We used Human as an input argument and as the returned data object. The library will automatically generate the appropriate graph types for INPUT_OBJECT and OBJECT, respectively, add them to your schema when needed.

Action Results

Just as Web API makes use of IActionResult to perform post processing on the result of a controller method, GraphQL ASP.NET makes use of IGraphActionResult.

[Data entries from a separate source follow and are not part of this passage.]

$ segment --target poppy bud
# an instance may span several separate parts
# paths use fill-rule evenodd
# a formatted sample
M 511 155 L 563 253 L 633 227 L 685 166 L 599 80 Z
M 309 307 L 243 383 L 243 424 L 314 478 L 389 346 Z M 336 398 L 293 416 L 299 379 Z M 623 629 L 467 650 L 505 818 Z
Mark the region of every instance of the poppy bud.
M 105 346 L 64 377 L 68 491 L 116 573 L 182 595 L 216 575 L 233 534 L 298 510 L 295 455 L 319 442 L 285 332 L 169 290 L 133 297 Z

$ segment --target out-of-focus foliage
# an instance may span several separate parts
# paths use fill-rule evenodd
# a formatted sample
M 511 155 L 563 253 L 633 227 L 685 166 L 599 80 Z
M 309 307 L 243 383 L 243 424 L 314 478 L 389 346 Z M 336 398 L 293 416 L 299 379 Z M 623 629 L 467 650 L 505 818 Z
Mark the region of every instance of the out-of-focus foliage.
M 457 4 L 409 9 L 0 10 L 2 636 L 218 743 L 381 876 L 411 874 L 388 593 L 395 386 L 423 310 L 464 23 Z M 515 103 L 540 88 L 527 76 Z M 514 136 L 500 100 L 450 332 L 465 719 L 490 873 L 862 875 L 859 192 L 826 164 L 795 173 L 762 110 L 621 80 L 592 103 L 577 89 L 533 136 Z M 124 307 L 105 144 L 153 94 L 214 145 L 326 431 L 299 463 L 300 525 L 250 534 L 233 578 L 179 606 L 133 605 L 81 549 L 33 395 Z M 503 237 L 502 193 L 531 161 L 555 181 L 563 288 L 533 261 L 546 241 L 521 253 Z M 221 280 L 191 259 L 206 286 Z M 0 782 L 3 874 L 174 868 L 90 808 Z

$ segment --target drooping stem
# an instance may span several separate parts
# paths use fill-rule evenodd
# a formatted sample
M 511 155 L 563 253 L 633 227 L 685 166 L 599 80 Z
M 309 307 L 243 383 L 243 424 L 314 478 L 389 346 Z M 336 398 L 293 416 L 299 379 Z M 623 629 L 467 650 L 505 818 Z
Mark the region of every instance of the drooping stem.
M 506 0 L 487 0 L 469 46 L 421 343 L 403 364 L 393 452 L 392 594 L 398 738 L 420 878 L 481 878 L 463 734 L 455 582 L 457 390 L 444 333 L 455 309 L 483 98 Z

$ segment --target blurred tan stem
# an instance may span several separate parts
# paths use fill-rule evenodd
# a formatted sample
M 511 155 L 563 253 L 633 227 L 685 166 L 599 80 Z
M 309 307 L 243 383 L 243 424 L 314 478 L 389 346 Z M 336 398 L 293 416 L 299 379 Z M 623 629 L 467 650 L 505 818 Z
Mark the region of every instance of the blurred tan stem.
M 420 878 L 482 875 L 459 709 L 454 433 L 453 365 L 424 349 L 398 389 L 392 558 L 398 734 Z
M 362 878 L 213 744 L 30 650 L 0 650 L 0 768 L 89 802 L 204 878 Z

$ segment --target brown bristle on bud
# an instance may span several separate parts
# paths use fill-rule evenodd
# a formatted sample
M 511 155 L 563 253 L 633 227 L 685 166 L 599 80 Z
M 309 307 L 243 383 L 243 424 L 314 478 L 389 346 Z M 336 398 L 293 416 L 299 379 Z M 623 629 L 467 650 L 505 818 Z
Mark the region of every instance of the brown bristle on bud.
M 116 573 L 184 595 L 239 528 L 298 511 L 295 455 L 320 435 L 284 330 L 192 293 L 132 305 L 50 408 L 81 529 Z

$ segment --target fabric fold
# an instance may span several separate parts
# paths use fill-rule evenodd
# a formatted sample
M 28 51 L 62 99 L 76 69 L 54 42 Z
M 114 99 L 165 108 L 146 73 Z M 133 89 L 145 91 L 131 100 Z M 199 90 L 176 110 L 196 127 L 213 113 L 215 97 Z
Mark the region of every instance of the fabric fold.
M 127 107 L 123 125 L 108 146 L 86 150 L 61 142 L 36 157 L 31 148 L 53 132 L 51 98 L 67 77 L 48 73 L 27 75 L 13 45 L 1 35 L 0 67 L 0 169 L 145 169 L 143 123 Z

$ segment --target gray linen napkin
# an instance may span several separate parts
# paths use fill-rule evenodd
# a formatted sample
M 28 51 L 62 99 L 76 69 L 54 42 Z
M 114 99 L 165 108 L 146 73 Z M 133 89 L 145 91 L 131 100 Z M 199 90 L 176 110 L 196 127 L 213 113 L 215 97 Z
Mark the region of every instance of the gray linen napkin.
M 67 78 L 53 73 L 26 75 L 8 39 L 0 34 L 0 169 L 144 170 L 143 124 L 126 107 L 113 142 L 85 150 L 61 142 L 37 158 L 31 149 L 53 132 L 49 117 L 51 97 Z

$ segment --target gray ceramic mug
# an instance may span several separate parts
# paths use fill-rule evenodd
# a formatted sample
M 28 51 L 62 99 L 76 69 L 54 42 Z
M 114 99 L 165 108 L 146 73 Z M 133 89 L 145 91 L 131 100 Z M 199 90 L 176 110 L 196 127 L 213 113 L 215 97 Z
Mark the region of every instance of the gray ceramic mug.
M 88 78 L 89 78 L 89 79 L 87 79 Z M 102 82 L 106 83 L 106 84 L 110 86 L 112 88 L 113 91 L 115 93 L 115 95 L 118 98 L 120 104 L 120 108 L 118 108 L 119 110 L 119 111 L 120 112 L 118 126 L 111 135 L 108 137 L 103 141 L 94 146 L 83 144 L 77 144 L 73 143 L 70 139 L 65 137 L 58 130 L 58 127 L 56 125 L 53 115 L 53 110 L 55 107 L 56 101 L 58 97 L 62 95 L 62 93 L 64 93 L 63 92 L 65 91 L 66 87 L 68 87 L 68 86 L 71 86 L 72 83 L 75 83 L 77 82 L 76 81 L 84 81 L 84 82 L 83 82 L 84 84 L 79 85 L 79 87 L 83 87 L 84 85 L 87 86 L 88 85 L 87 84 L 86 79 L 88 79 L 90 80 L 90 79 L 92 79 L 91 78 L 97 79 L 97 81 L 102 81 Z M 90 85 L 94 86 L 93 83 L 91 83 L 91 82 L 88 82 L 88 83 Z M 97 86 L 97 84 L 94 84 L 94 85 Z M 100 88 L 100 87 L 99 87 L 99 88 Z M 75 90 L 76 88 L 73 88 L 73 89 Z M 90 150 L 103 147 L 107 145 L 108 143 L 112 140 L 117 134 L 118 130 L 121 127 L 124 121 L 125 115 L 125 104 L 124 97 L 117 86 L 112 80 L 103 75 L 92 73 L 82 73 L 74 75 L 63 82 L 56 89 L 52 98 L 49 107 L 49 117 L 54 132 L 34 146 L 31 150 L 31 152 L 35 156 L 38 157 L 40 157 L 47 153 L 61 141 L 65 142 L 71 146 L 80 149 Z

Reusing the previous example, here we make use of this.BadRequest() to automatically generate an appropriate error message in the response when model validation fails. Field origin information including the path array and line/column number of the original query are wired up automatically.

// C# Controller
public class PersonsController : GraphController
{
[MutationRoot("joinTheResistance", typeof(Human))]
public async IGraphActionResult CreatePerson(Human model)
{
// ***************************
// Check if the model passes validation
// requirements before using it
// ***************************
if(!this.ModelState.IsValid)
return this.BadRequest(this.ModelState);

var result = await _service.CreatePerson(model);
return result != null
? this.Ok(result)
: this.Error("Woops Something broke");
}
}

public class Human
{
public int? Id{ get; set; }

[StringLength(35)]
public string Name { get; set; }

public string HomePlanet { get; set; }
}
GraphQL is not Rest

Unlike WebAPI, BadRequest() doesn't generate a HTTP Status 400 error for the request. If there are multiple controller methods being resolved GraphQL can still generate a partial response and render data for other parts of the query. Most "error" related action results add a standard error message to the result with different reason codes.